El Elba era utilizado como escenario de festejos palaciegos, pero también como vía comercial: aguas arriba, se puede navegar hasta la mismísima Praga (pasando al feudatario Moldava); aguas abajo, se sale a Hamburgo y al Mar del Norte. Hay pataches de carga todavía, pero sobre todo muchísimos cruceros de turistas. Desde Dresde a la Suiza sajona y Praga, los cruceros consumen tres días; entre Praga y Hamburgo, se demoran una semana. La Suiza sajona es la región fantasmagórica que arropa al Elba aguas arriba de Dresde, y fue bautizada así (y descubierta) por algunos pintores románticos, entre ellos Caspar David Friedrich. Los caprichosos bastiones de granito labrados por la erosión, formando inmensos e inaccesibles cañones, sólo pueden compararse a las no menos formidables fortalezas levantadas por los monarcas sajones; la más espectacular, Königstein, es toda una montaña en volandas, uno de los castillos más grandes del mundo.

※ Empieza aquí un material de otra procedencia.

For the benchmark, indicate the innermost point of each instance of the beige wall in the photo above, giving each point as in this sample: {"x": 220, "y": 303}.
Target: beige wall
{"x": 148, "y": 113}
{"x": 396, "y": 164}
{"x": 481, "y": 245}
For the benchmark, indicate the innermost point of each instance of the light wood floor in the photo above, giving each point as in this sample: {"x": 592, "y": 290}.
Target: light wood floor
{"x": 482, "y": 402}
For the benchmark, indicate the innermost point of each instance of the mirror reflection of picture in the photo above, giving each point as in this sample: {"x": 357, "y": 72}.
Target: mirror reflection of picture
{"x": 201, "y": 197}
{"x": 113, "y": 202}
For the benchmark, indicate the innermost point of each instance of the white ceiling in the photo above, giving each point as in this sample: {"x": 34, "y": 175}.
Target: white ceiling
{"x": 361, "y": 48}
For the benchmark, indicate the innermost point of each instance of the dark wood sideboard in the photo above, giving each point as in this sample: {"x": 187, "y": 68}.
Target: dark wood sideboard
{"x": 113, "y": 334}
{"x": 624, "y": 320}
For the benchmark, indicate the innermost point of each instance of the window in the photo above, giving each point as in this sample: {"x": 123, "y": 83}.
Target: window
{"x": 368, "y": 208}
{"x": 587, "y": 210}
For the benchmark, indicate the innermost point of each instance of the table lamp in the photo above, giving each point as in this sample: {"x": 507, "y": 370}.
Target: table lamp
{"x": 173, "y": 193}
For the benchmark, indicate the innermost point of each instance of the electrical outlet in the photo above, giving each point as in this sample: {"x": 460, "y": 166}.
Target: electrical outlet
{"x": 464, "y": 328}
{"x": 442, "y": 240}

Aguas abajo de Dresde, paralela al río, discurre la Weinstrasse o ruta del vino, que entrelaza las colinas de Meissen a Radebeul (meissen llaman al blanco seco y ligero que anima las tabernas campestres de la ruta). Meissen es la gran perdedora. A punto estuvo de ser la capital de Sajonia, pero Dresde se interpuso. Aun así, Meissen es otra ciudad que enamora de flechazo, con su castillo y catedral bien machihembrados (para que nadie dude de quién manda), sus callejuelas en cuesta, con desaliño medieval y, sobre todo, con su manufactura de porcelana: Augusto el Fuerte acogió a un puñado de alquimistas para que le fabricaran oro con el cual costear sus lujosas construcciones, y uno de ellos, un tal Böttger, le dio resultado, inventó esa mezcla sutil de caolín, feldespato y cuarzo, cuya fórmula fue guardada como secreto de Estado; los palacios europeos se llenaban de porcelana de Sajonia y Augusto, que era también rey de Polonia, llevaba a este país, para deslumbrar a sus súbditos, un juego de café que, ya entonces, valió más que todo el inmenso palacio de caza de Moritzburg; por cierto, otro de los enclaves mágicos cerca de Dresde, flotando sobre un lago rodeado de bosques: la alquimia y la magia son atributos del realismo sajón.

Localización

 

Cómo ir. Lufthansa (902 220101) tiene cinco vuelos diarios desde Madrid a Dresde vía Munich o vía Francfort, a partir de 347,88 euros, tasas incluidas. La mayorista Viva Tours tiene un interesante programa Fly & Drive Alemania a la carta, siete días con viaje de avión, coche de alquiler y alojamiento: el vuelo + coche de alquiler puede costar entre 297 y 385 euros por persona (según temporada y número de ocupantes del coche), a lo cual hay que añadir el precio del hotel que se elija.

 

 

 

 

 

 

Alojamiento. El Hotel Kempinski, alojado en el palacio construido en 1709 por Augusto el Fuerte para residencia de los invitados de la corte, y situado junto al Zwinger y la âpera Semper, es un lugar fuera de serie, pero ha sufrido las recientes inundaciones, como los monumentos vecinos, y espera poder abrir sus puertas de nuevo para primeros de octubre; información y reservas: 49 0351 49120. En el Hilton Dresden (An der Frauenkirche 5, +49 0351 86420) la doble cuesta a partir de 165 euros, y la suite, a partir de 400 euros.

 

 

 

 

 

 

Comer. Mario Pattis es un restaurante para gourmets, está en Merbitzer Strasse 53, 0351 4255248, y la comida (sin incluir bebidas) sale por 23-27 euros. El restaurant Caroussel, destacado por las guías gastronómicas más prestigiosas, practica una cocina francesa clásica con toques mediterráneos, está en la Bülow Residenz, en Rähnitzgasse, 19, 0351 80030, y cuesta entre 30-34 euros, sin bebidas.